The entire time she bent at the waist, steadying herself as she white-knuckled the support rails. Every step was slow; every step was cautious.
About halfway across, she cried out to me: “Daddy, I need help!”
There was slight fear in her voice.
I climbed up and stood in front of her. “You don’t need help, sweetie,” I coaxed. “You can do this. You’re a big, strong, brave girl.”
So, still moving slowly and cautiously, she made her way forward as I continued encouraging her.
When she made it to the other side my daughter shouted in joy: “Daddy! I did it!”
She was proud of herself, and eventually crossed the bridge several more times. It became one of her favorite things at the park. She loved the thrill, the fear, and the sense of accomplishment.
All of which are important to childhood development, I might add.
Because we live about 30 minutes from Mercer park, we didn’t go there often; maybe twice a month.

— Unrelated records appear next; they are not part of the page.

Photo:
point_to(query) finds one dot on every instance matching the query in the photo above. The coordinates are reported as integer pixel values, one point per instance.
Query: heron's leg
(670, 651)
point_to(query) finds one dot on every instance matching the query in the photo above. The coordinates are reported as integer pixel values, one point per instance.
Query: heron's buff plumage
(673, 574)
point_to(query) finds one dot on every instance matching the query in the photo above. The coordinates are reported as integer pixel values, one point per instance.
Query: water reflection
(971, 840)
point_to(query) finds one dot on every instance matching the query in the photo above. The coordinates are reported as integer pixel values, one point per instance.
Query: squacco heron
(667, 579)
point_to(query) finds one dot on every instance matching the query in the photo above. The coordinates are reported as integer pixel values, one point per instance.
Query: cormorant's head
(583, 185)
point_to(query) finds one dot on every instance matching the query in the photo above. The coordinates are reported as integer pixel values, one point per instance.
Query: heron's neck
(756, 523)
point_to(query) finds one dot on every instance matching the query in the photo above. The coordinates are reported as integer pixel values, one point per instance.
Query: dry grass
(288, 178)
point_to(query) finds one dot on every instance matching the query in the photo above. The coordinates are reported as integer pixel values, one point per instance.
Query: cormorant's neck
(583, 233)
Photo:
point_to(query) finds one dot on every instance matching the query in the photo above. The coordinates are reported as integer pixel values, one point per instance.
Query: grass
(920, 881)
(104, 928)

On our last trip we made a horrible discovery: the step bridge had been modified, and not for the better. A thick tarp has been fastened across the entirety of the bridge.
Every gap is gone; any sense of wonder or fear disappeared.
I contacted both the city and the playground maker and made inquiries as to why adjustments had been made, and the reasoning I got was: “It was added to prevent missteps.”
I absolutely doubt that.
I believe the rubber was added out of fear. Either parents feared for their children’s safety and complained, or the company (or city) feared a lawsuit.
Could a child have fallen, even gotten hurt?
But kids can fall anywhere. They run around and fall down and bonk into things constantly. It’s what kids do, and the world is not an inherently safe place. Which isn’t to say playgrounds should be littered with broken glass and burning fires; I’m not advocating for an end to car seats or bike safety caps on medicine, but nominal danger is OK.
With the continued helicopter parenting of America, no child can take a risk and every company fears a lawsuit. It’s funny, and by that I mean sad. I hear talk of how weak millennials are; how they’re soft, entitled, can’t handle a challenge and that they all want participation badges for showing up… but you know what?
Someone had to give them those participation badges. Someone had to instill entitlement in them.
Parents created millennials; they didn’t raise themselves.
Children need to learn to overcome fear. They need to explore, and gain confidence in themselves.
The only way to do that is to present them with fear, to give them challenges.
If we keep over protecting our kids, Generation Z is going to make millennials look like Evel Knievel.